I used to think I was busy.
Before I moved, I felt like I was at my busyness threshold. I had all I could take. My days were packed. I was at my limit. There was no way I could fit in anything else. But then, we moved here, and I added commuting. I had to. I didn’t have a choice. It was either you commute or you don’t eat. And not just the six hours of commuting I do for work twice a week, but commuting to everything. Instead of grocery shopping being an hour-long outing, it now takes me four or more hours to accomplish the same task. I could see the closest gas station from my old apartment, but it’s a 10 minute trip to the closest gas station, and 15 minutes to one that is reasonably priced. It takes me 20 minutes to get to my gym. It used to take me 90 seconds. Basically, everything takes longer when you live in the middle of nowhere (duh).
Thankfully, we balance it all out with all the awesome perks of living where we do like low-cost of living, some seriously awesome privacy, and space to spread out, but still, it takes some getting used to. Especially after spending so much time in the city.
So I did it. I thought I couldn’t take on something else, but I did. I added commuting. I added hours and hours and hours worth of driving per week (and simultaneously, hours and hours worth of NPR consumption).
And guess what? I haven’t imploded yet. I still sleep my full eight hours a night. Sometimes I even get to spend the evening vegging out in front of the TV. I actually don’t feel any busier. I still feel busy, but I don’t feel like I’m overextended.
I’ve said it before, and I’ll say it again here, it’s interesting how busyness is so relative. What I think is busy might not be considered busy to someone else. And what I consider just busy enough might be absolutely insane to someone else. It’s unfortunate how often we use what’s on our plates to judge other people. I mean, I can’t even count how many times I’ve heard, “Well, you aren’t really busy, you don’t have kids.” And, being totally honest, I’ve been guilty of saying, “I work this many hours a week and I still find time to do it, why can’t she?” It’s so detrimental. It doesn’t accomplish anything. We each have our own thresholds. And it doesn’t mean we are better or worse than each other. It just means we’re different.
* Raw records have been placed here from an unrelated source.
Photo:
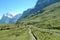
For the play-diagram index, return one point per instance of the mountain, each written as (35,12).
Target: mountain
(38,7)
(9,18)
(41,26)
(49,18)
I find it so fascinating that that judgement exists within ourselves, too. I think back about the times when I felt really, truly, crazy busy in my life and sometimes I was (like in college, when I was doing my thesis, taking 19 credit hours and working five jobs, oh, and, uh,
drinking heavily socializing) and sometimes I wasn’t (like in high school, when I thought I was going to die when I had to write two 500 word papers in a week). It’s all relative. And so often we are stronger than we think we are. It’s amazing what you can shoulder when you don’t have a choice.
Anyway, you’re probably all like, “That’s awesome, but what they hell does this have to do with shrimp and quinoa?” Hi, Point, I’ll find you eventually, I promise.
The truth is, we all feel busy. If you ask 100 people on a scale of 1-10 how busy they felt, I betcha at least 90 of them would pick numbers North of eight. And whether you are one of those people who juggles a million balls or one who gets overwhelmed when you can’t just focus on one thing at a time, life is crazy for all of us. And that’s why we are all so drawn to ways to simplify the everyday tasks of our life. And one of those is definitely food. Why else would 30 Minute Meals be so popular? Or, you know, the microwave? I think people so often feel like fast food has to be one of two things: McDonalds or flavorless. But I’m a huge believer that you can make fast food that is flavorful, simple and totally healthy.
This is one of those recipes. You can go from no-food to food in 15 minutes. And you get a ton of flavor, a ton of protein, and a touch of decadence. I think dishes like this help make our crazy busy world feel a little more in control.